そしていよいよ、コースを下り切る。そこで方向転換、上りへと移る。
京一「何とか下り切った……対向車は来なかったな……つまり、行き止まりの駐車場の上からは下って来ないということだ……」
清次「さすがだぜ京一……初めてのコースでここまで飛ばすとはなァ……お前がいなかったら、こんなペースで走れてはいなかったぜ……」
全車方向転換が終わり、ハザードを焚いて待っている京一の後ろの隊列が整った。
先程止まっていたセリカGT-Fourとロードスターも付いてきている。
京一「よし……次は上り……来る時に一度走っている……行くぜ……!!」
\フォオオオオオオ/
いよいよ上りが始まった。他のランエボ達、健二、そしてセリカ、ロードスターと続く。
上りともなると、ハイパワーマシンはそのポテンシャルを真に発揮する。そして、一度走っている上りだ。
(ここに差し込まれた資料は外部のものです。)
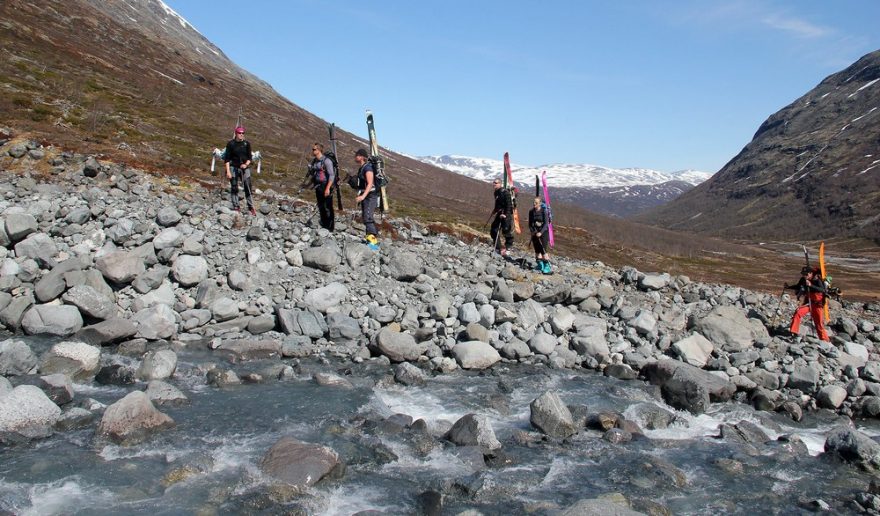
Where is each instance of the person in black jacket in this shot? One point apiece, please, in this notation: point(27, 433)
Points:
point(238, 160)
point(503, 222)
point(539, 226)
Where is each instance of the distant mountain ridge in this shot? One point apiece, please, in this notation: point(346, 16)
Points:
point(811, 171)
point(618, 192)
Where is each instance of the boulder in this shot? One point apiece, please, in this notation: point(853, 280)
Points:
point(157, 365)
point(551, 416)
point(78, 360)
point(473, 430)
point(475, 354)
point(399, 347)
point(27, 412)
point(120, 267)
point(189, 270)
point(16, 358)
point(132, 420)
point(58, 320)
point(299, 464)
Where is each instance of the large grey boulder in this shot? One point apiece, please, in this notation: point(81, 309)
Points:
point(324, 258)
point(695, 350)
point(107, 332)
point(475, 354)
point(550, 415)
point(90, 302)
point(399, 347)
point(473, 430)
point(20, 225)
point(854, 447)
point(38, 246)
point(156, 322)
point(190, 270)
point(404, 265)
point(132, 419)
point(78, 360)
point(727, 327)
point(120, 267)
point(158, 365)
point(325, 298)
point(16, 358)
point(687, 387)
point(27, 412)
point(58, 320)
point(299, 464)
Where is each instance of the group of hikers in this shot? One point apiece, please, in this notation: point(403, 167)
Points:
point(811, 290)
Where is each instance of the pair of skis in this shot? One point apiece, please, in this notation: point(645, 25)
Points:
point(540, 186)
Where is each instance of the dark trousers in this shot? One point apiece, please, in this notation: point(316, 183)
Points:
point(505, 226)
point(368, 207)
point(245, 177)
point(325, 208)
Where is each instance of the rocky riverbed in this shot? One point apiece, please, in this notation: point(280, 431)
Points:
point(166, 352)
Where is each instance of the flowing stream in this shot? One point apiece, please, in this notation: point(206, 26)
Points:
point(209, 463)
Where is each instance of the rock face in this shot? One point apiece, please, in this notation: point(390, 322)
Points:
point(475, 354)
point(473, 430)
point(77, 360)
point(28, 412)
point(132, 419)
point(551, 416)
point(300, 465)
point(687, 387)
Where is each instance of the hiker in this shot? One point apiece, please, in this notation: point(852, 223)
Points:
point(812, 288)
point(323, 177)
point(238, 160)
point(539, 225)
point(503, 222)
point(367, 196)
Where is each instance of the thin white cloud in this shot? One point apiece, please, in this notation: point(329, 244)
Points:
point(795, 26)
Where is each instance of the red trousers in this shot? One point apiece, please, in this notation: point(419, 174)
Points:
point(815, 311)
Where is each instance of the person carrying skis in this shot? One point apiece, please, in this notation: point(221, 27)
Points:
point(367, 196)
point(812, 288)
point(323, 177)
point(503, 223)
point(538, 226)
point(238, 160)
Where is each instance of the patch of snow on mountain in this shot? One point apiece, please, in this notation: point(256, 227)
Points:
point(563, 175)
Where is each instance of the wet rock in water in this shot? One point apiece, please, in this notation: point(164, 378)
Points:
point(687, 387)
point(58, 320)
point(399, 347)
point(475, 355)
point(551, 416)
point(28, 413)
point(299, 465)
point(78, 360)
point(408, 374)
point(107, 332)
point(16, 358)
point(158, 365)
point(163, 393)
point(132, 419)
point(854, 447)
point(473, 430)
point(115, 374)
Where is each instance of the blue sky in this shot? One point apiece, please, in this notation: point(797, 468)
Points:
point(637, 83)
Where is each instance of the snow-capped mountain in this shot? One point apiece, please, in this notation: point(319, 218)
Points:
point(592, 177)
point(620, 192)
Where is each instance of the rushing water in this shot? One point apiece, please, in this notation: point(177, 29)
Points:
point(209, 463)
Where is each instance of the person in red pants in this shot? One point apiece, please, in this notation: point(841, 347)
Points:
point(812, 288)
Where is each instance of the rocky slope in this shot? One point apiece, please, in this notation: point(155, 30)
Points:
point(811, 171)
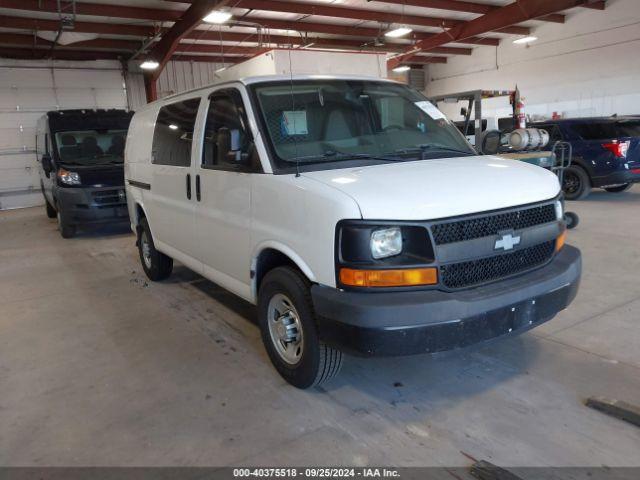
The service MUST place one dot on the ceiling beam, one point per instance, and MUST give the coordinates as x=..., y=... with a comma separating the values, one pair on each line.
x=83, y=27
x=464, y=6
x=123, y=11
x=148, y=31
x=598, y=5
x=44, y=52
x=126, y=46
x=96, y=9
x=346, y=30
x=518, y=11
x=384, y=17
x=423, y=60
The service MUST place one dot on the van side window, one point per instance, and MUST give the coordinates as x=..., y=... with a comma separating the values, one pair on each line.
x=226, y=141
x=173, y=134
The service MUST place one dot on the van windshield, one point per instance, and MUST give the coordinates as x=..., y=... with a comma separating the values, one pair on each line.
x=91, y=147
x=325, y=123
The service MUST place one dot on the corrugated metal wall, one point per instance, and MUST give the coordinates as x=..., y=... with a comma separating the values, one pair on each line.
x=28, y=89
x=176, y=77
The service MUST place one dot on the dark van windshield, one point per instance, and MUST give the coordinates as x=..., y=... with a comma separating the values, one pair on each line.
x=327, y=121
x=608, y=130
x=91, y=147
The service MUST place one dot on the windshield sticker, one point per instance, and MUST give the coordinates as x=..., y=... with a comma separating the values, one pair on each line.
x=430, y=109
x=294, y=122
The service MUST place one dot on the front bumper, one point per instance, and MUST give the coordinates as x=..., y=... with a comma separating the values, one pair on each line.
x=92, y=205
x=618, y=177
x=431, y=321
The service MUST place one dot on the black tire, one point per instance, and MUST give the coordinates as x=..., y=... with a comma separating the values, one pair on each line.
x=318, y=362
x=571, y=219
x=619, y=188
x=66, y=229
x=575, y=183
x=51, y=212
x=157, y=266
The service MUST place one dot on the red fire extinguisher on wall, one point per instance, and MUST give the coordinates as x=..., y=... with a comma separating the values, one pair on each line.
x=518, y=109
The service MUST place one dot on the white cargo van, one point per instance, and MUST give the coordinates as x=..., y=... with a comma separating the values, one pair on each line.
x=352, y=212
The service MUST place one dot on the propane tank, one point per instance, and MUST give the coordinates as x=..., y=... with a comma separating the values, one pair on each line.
x=528, y=138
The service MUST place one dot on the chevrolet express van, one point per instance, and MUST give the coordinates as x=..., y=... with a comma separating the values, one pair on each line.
x=80, y=157
x=352, y=213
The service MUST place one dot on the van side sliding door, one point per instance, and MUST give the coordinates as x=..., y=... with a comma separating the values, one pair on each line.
x=224, y=175
x=172, y=211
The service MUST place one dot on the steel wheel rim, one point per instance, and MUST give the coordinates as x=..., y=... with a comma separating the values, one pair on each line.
x=285, y=328
x=146, y=249
x=571, y=183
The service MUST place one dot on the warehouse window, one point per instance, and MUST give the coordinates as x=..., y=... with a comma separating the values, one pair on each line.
x=173, y=134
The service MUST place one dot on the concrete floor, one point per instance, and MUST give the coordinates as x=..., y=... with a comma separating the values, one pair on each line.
x=99, y=367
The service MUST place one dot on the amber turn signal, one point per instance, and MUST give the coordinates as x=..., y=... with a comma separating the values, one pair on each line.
x=560, y=241
x=408, y=277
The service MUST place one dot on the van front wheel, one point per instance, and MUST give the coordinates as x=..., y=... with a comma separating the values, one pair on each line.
x=289, y=330
x=155, y=264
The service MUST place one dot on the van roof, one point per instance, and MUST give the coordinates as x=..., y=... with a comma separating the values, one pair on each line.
x=256, y=79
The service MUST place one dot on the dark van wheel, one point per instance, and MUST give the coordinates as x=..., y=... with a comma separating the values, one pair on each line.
x=575, y=183
x=289, y=330
x=51, y=212
x=66, y=230
x=618, y=188
x=155, y=264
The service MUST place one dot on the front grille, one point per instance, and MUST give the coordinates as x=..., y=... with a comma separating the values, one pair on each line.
x=475, y=272
x=109, y=197
x=461, y=230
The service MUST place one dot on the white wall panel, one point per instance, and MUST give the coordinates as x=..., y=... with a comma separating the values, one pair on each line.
x=28, y=89
x=586, y=67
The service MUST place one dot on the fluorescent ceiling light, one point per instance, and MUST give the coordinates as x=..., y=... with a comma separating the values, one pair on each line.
x=398, y=32
x=149, y=65
x=67, y=38
x=525, y=40
x=218, y=16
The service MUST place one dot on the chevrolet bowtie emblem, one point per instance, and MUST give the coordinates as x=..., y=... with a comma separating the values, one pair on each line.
x=507, y=242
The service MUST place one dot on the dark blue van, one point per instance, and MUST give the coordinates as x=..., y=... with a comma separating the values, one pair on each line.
x=606, y=153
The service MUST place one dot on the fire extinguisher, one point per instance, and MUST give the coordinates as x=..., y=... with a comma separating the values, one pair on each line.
x=518, y=109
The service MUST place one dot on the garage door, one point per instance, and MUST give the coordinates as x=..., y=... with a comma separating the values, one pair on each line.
x=27, y=91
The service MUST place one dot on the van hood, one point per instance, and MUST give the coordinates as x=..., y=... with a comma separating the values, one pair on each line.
x=440, y=188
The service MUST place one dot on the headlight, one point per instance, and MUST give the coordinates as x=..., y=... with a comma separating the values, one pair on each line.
x=559, y=210
x=69, y=178
x=386, y=243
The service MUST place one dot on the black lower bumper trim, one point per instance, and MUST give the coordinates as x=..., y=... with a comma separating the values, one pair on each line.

下りよりもペースがいい。
池谷「おっ、上りとなるとさっきの下りより良いペースじゃないか」
健二「そうだな……一度俺が先導してるし、少し慣れてるのかもしれねェ」
またしても、エンペラーに付いて行きながら会話を交わす二人。
一方……
京一「なぜだ……やはりだ……上に停まっていたセリカとロードスターは付いてきていた……そして最初にいたインプ、シルビア、MR2は休んでいた……上からマシンが下ってくることはない……だが……100%そうとは限らない……対向車線で、俺は攻めきれない……これがストリートのテクニックなのか……涼介」
上から来ないとほぼ判っていても、対向車線で攻めきれていないことを自覚する京一。
京一「涼介……お前はこれを攻めきれていたというのか……やはりお前はストリートの天才だ」
そして、行き止まりの頂上の駐車場に戻ってくる……!
樹「すげえマシン達の轟音……帰ってきた……!!健二先輩の隣、次は俺の番!!くぅ〜!!」
全車頂上に付き、再びマシンを駐車場に並べる。
マシンを降りて健二のところまで行く京一。
京一「この1本で、色んな事がわかった……恩に着るぜ……」
健二「そりゃあ良かったじゃねェか!夜は長いんだし、もっと走っていけよ!」
京一「あぁ……そのつもりだ……」
京一「よし、お前ら!もう1本行くぞ!!」
京一は、ここで対向車への恐怖心を完全に克服するつもりのようだ。
そしてエンペラーのランエボ達は、再び走り出す……!!
樹「健二先輩〜!!次は俺の番っすよォ〜!!」
池谷「ははっ、交代だな樹、健二、なかなかいい走りしてるぜ!?お前、耐えられるか!?」
樹「ばっ、バカにしないでくださいよォ!!」
だが、健二は走り出さない。
樹「何やってるんッすかァ!?行きましょうよ健二先輩!!」
健二「そうしてやりたいが……まだエンペラーの連中はコースの習熟で攻めきれてない……あいつらが一段落したら……とっておきのを見せてやるよ!!」
樹「健二先輩〜!!楽しみっすよォ〜!!」
エンペラーが金山のコースを習熟するのを待つ健二。そして対向車線の苦手意識を克服するのに躍起な京一。エンペラーが一段落したあと、健二は樹に金山の全開ダウンヒルとヒルクライムをお披露目する……!!